CROOKSTON – Crookston City Administrator Shannon Stassen has resigned, marking the second resignation by a high-ranking city leader in the past two months.
Stassen's last day will be Dec. 10. The City Council unanimously accepted a severance agreement with Stassen at its meeting on Monday, Nov. 25.
According to the agreement, Stassen's resignation is voluntary and can be rescinded at any time before Dec. 10. Stassen's LinkedIn page indicates he has been Crookston's city administrator since January 2014.
Stassen's resignation comes two months after former Mayor Guy Martin abruptly resigned his position.
In a Nov. 1 email to the City Council, Stassen expressed alarm at the "ineptness and unethical nature" of the Crookston Housing and Economic Development Authority. In the same email, Stassen informed the council of his intent to pursue a severance agreement if the council did not remove the executive director of CHEDA and also work to reform the organization.

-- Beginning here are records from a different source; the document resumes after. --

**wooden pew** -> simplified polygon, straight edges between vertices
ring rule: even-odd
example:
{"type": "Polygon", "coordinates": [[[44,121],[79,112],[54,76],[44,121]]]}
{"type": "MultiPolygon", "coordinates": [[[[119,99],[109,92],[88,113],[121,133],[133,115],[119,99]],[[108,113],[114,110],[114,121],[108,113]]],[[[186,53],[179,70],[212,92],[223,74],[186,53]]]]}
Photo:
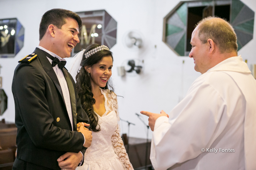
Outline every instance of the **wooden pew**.
{"type": "Polygon", "coordinates": [[[11,170],[15,160],[17,128],[0,129],[0,170],[11,170]]]}
{"type": "Polygon", "coordinates": [[[13,148],[16,146],[17,128],[0,129],[0,149],[13,148]]]}
{"type": "Polygon", "coordinates": [[[11,170],[15,160],[15,148],[0,150],[0,170],[11,170]]]}

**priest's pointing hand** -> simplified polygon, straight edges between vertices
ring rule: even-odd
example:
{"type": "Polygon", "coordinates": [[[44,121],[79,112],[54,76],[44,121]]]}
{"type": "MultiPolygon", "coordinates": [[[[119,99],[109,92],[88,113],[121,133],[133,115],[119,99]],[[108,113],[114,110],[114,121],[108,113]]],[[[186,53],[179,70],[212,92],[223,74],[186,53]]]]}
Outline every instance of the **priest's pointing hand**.
{"type": "Polygon", "coordinates": [[[153,113],[146,111],[141,111],[140,113],[148,116],[148,126],[150,127],[151,130],[152,131],[154,131],[155,123],[158,118],[161,116],[166,116],[168,118],[169,117],[169,115],[163,110],[162,110],[160,112],[160,114],[153,113]]]}

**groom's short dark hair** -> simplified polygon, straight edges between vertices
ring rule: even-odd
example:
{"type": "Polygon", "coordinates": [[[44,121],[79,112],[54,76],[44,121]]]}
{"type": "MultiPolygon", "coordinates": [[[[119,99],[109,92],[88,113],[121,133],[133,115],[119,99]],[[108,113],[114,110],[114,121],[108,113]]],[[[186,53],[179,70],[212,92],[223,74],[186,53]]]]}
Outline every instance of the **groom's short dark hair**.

In his list of grievances, Stassen cited seven concerns, including what he calls "deception" by CHEDA Executive Director Craig Hoiseth regarding a $250,000 forgivable loan to Red Wing, Minn.-based Epitome Energy for a proposed biodiesel soybean crushing plant.
"It is impossible for me, as the city administrator, to overlook such an egregious act of deception involving hundreds of thousands of dollars of taxpayer money," Stassen wrote in the email. "I am left with no choice but to report this information."
Stassen summarized his concerns by saying CHEDA's general lack of business retention and succession planning does not have a strategy and is, therefore, a poor investment for Crookston. He added that the one major job creation project, the biodiesel venture Epitome Energy, had been "mishandled, and the public, elected officials, appointed officials and city staff have been lied to in order to move it forward."
Hoiseth, when reached by the Herald Tuesday, replied "absolutely not."
"(Hoiseth and Stassen) might not have agreed on some key issues, but it's truly unfortunate that (Stassen) chose to travel down the path he did," said Hoiseth, adding that he believes CHEDA "is the best investment the city has .... I think I'm charged with acting in the most ethical and professional manner as possible representing the city of Crookston."
Hoiseth also wished Stassen and his family "nothing but the very best."
In previous interviews with the Herald, Hoiseth has said he doesn't think the city or development authority has done anything "rash" or "quick to the gun" and his organization has been vetting the loan "thoroughly and very incrementally."
The separation agreement between Stassen and the city stipulates that "the city will pay (Stassen) the equivalent of six months of salary at his current rate of compensation, less applicable withholding for federal and state taxes." He also will be paid for all accrued and unused vacation time.
Crookston City Clerk Angel Weasner said it's unclear when a new city administrator will be hired. A request for bids will be drafted to hire a search firm to aid the process, she said.
"He didn't come to this decision lightly," Weasner said of Stassen. "He is requesting changes to be made through the proper process."
Dale Stainbrook, the city's acting mayor, could not be reached for comment prior to this publication's deadline.
Martin, the previous mayor, resigned in September. He has said he witnessed the Crookston Housing and Economic Development Authority director, members of the development authority’s board of commissioners and “certain members” of City Council act “unethically and completely contrary to the opinions and desires of Crookston community members.”
When reached by Forum News Service, Martin said he had no proof of the alleged unethical behavior.